More CDs in the mail. Amazon's "Used & New from $1.50" links are luring me into buying a ton of stuff, even though it's not necessarily a good deal when shipping is factored in. Still, it's easier than trolling the meager selection of the local used CD stores.
I got a bunch of CDs that my brother played a lot in 1992. Some of them are amusingly dated and really bad, musically, much worse than I remember. Many of them kick the dead horse of the day, televangelists. Does it seem pointless and boring only in hindsight, because televangelists eventually discredited themselves? Was it pointless and boring to begin with? What dead horse will we look back on in 10 years and say, "Why did people think it was interesting or necessary to speak out against that?" Reality TV? SUVs? Ritalin? Who knows?
- X-Tal: really bad musically, and overbearingly strident political lyrics. I played some for Cody, and his reaction was "It's bad, but it sounds better than the Meat Puppets thing." At least the Meat Puppets thing was interesting, though.

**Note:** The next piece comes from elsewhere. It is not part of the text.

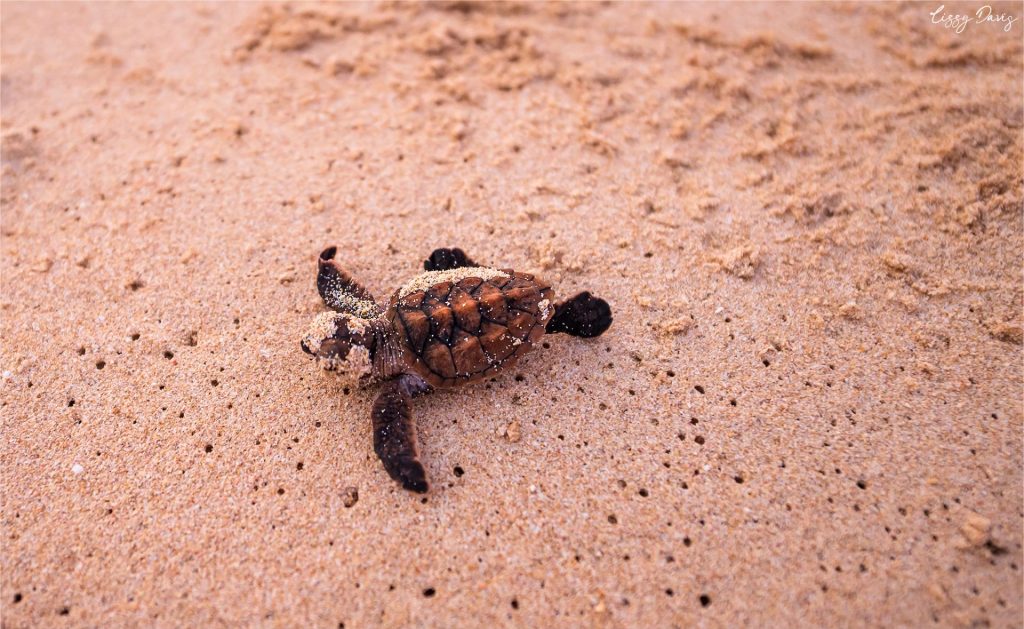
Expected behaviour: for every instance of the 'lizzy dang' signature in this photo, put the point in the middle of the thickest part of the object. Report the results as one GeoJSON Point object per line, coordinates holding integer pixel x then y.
{"type": "Point", "coordinates": [958, 23]}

- Harm Farm: pretty cool music, almost terminally silly
- Sugar: cool music, dead-horse televangelist kicking, good stuff though
- The Magnolias: cool
In 1997 or so, I went on a silly swag-buying spree at (of all places) Alias|Wavefront. I used to wear the Alias|Wavefront t-shirt around everywhere, and sometimes music nerds would stop me: "Hey, is that an Alias Records shirt, man?" Nope, it's just a computer thing. Sorry.